209039 HIV prevention for non gay-identified men who have sex with men in Mumbai, India

Monday, November 9, 2009: 4:30 PM

Paige Passano, MPH , Bixby Center for Population, Health, and Sustainability, School of Public Health, University of California Berkeley, Berkeley, CA
Background: A street intervention for males who have sex with males (MSM) funded by USAID was conducted by Population Services International (PSI) Mumbai from 2004-2006 to prevent STIs/HIV among homosexual and bisexual men. Baseline surveys were conducted at two PSI sites to gather data on population size, partner type, and risk behaviors. Methods: Trained field researchers screened 2, 152 men in Mumbai's main red-light district (Kamathipura) using time-location sampling. Men were screened regardless of appearance/mannerisms. Findings: In Kamathipura, 440 of the 2,152 men screened (20.4%) reported oral or anal sex with a male in the past 12 months, as did 350 men out of 1085 (32.3%) at Cotton Green truck stop. Despite strong societal disapproval of homosexuality, a surprising frequency and openness about same-sex behavior was observed in both locations. Over 75% of MSM surveyed reported concurrent sex with females in the past 12 months. Condom and lubricant use varied according to access, partner type, and sexual position. Conclusions: Straight-acting MSM who lack contact with gay social networks are likely to be overlooked or misclassified by MSM community-based organizations and mainstream HIV prevention agencies. Rather than focus on sexual identity, the intervention strategy pioneered by PSI focused on self-protection - regardless of type of sex (oral, anal, vaginal) or choice of partners (male, female or transgender). All agencies working with high-risk males could benefit from sensitization and field-based training on how to deliver safer sex messages to MSM (and their male & female partners) within their intervention areas.

Learning Objectives:
1. Discuss challenges of reaching non-gay identified MSM with appropriate messages in the context of HIV /STI prevention intervention aimed more generally at high risk males. 2. Name one reason that gay community-based organization might overlook non-gay identified MSM, and one reason why mainstream HIV prevention agencies might also fair to reach this group with appropriate interventions. 3. What types of training are required to prepare the HIV prevention agencies to address the needs of MSM among the populations they currently serve?

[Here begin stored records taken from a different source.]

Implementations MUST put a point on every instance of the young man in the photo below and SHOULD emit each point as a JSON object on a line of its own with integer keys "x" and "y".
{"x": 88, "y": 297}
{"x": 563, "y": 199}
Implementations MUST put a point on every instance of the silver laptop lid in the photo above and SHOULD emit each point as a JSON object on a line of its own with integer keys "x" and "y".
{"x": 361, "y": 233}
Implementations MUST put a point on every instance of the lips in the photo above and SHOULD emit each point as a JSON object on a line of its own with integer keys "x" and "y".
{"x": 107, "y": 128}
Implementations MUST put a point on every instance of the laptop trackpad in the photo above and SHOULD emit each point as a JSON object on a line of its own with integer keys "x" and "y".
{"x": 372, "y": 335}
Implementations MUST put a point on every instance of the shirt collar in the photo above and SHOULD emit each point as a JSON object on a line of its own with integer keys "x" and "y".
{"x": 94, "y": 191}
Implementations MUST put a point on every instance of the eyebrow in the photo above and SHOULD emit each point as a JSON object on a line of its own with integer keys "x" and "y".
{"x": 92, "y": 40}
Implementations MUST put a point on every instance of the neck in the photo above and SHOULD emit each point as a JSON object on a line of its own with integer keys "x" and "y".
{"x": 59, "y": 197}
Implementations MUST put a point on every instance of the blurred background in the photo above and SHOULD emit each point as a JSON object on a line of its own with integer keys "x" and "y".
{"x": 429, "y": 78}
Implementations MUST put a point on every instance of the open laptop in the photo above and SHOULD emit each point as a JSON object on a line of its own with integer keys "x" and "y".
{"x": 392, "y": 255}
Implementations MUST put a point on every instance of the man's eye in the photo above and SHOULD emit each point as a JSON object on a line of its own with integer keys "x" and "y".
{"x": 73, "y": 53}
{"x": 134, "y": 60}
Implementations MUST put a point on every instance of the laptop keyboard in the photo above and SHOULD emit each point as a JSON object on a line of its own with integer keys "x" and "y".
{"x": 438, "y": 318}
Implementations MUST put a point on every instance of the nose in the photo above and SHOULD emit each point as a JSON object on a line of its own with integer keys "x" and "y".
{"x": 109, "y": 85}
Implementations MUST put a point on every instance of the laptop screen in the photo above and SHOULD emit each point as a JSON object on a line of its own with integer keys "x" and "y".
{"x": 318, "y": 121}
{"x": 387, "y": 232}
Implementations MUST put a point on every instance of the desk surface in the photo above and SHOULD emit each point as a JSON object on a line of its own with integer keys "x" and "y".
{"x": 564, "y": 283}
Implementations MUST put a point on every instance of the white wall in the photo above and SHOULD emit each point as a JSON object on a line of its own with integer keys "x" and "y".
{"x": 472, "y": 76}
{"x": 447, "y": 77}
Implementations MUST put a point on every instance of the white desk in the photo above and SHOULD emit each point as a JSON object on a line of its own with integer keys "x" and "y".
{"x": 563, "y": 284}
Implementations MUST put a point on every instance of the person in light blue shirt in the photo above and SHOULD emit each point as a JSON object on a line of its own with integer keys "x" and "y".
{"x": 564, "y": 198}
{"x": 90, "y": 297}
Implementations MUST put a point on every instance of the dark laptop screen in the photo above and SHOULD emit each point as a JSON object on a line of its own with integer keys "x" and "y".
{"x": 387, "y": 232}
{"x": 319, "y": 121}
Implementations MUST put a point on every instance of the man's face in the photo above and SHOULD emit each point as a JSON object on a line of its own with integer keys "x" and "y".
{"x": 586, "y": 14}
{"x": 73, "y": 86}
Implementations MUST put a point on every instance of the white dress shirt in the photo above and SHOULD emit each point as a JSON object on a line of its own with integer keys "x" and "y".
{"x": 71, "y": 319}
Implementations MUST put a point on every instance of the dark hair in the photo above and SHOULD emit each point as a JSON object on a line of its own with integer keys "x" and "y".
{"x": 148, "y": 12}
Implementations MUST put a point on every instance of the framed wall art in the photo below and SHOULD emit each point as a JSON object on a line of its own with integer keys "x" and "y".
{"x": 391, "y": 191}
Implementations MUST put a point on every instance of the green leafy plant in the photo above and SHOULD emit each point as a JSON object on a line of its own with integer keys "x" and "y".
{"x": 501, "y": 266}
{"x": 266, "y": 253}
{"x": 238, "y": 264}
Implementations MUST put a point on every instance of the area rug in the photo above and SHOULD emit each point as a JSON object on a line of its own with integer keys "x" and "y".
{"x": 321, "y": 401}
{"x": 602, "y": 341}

Keywords: HIV Interventions, Gay Men

Presenting author's disclosure statement:

Qualified on the content I am responsible for because: I designed and managed this this initiative while working for Populations Services International from 2004-2007
Any relevant financial relationships? No

I agree to comply with the American Public Health Association Conflict of Interest and Commercial Support Guidelines, and to disclose to the participants any off-label or experimental uses of a commercial product or service discussed in my presentation.